Australian Subs: Mix of Good News, Bad News
At the cost of angering our French allies, another ally bolstered defenses against Chinese aggression.
“We will repair our alliances,” Joe Biden proclaimed in his Inaugural Address. His premise was flawed, but let’s take that at face value and say he sure has a funny way of doing it, even if the reasons are defensible and the result is desirable.
Australia’s decision to cancel a contract with France for a dozen diesel-electric submarines and to instead pursue nuclear-powered attack submarines, known as SSNs, is a big deal on multiple fronts. Australia currently has six Collins-class diesel-electric boats, a Swedish design modified to use American Mark 48 ADCAP torpedoes and Harpoon anti-ship missiles. The deal brings a mixed bag of good and bad.
The best part is that it bolsters the naval capacity of a close American ally with superior technology aimed at countering an adversary. We’ve talked about the shortage of hulls in the water for the Navy often, and the submarine force has been of particular concern. Australia’s choice is like gaining an additional 12 forward-based SSNs, and that is a huge plus in containing Communist China. Don’t take our word for it — the ChiComs are screaming bloody murder.
The fact is, containing China is very different than fighting a global war on terror, and George W. Bush forgot that in the aftermath of 9/11. Failing to massively increase naval construction to keep China contained was a massive error of omission that we are paying for today. Just after Biden engineered the dishonorable debacle and betrayal of Afghanistan to his shame, this move is a brilliant one that should have been offered by Donald Trump four and a half years ago.

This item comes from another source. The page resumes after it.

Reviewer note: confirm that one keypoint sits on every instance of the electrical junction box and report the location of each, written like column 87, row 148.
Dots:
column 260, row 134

That said, the Australian decision comes with some bad news. France is understandably angry at the loss of a huge defense deal and has taken the extraordinary and unprecedented step of recalling its ambassadors to the U.S. and Australia over what French Foreign Minister Jean-Yves Le Drian called a “stab in the back.” He added, “There has been lying, duplicity, a major breach of trust and contempt.” French President Emmanuel Macron’s move to recall the ambassadors shows there is some fence-mending to do, especially since France took out a jihadist that was responsible for the deaths of American military personnel earlier.
And the decision to go with SSNs might not have been finalized without the dishonorable debacle Biden created in Afghanistan. Australia may have fair reason to doubt America’s commitment and would understandably want more capability to feel secure. In addition, New Zealand has told Australia that the new nuclear subs will not be welcome. The fact is, New Zealand doesn’t seem to be holding up its end of the military alliance, and that has been the case for a long time. Perhaps that could change soon, but at some point, this defense deadbeat needs to be caught up on its obligations, or to no longer be considered a reliable ally.
We can also be thankful that Senator Chris Murphy’s idiocy is nowhere near becoming law at this point, or who knows what sort of obstacles would be happening. The United States should be offering to build some of the subs for Australia and make space on our production lines for the newest Virginia-class SSNs.
The bottom line is that Australia has taken a very positive step, one that will greatly aid in containing Communist China. But much more has to be done, including some serious housecleaning among the deep state that views grassroots Patriots as a bigger threat than China. The bad news is that the Biden administration can’t be trusted to do so.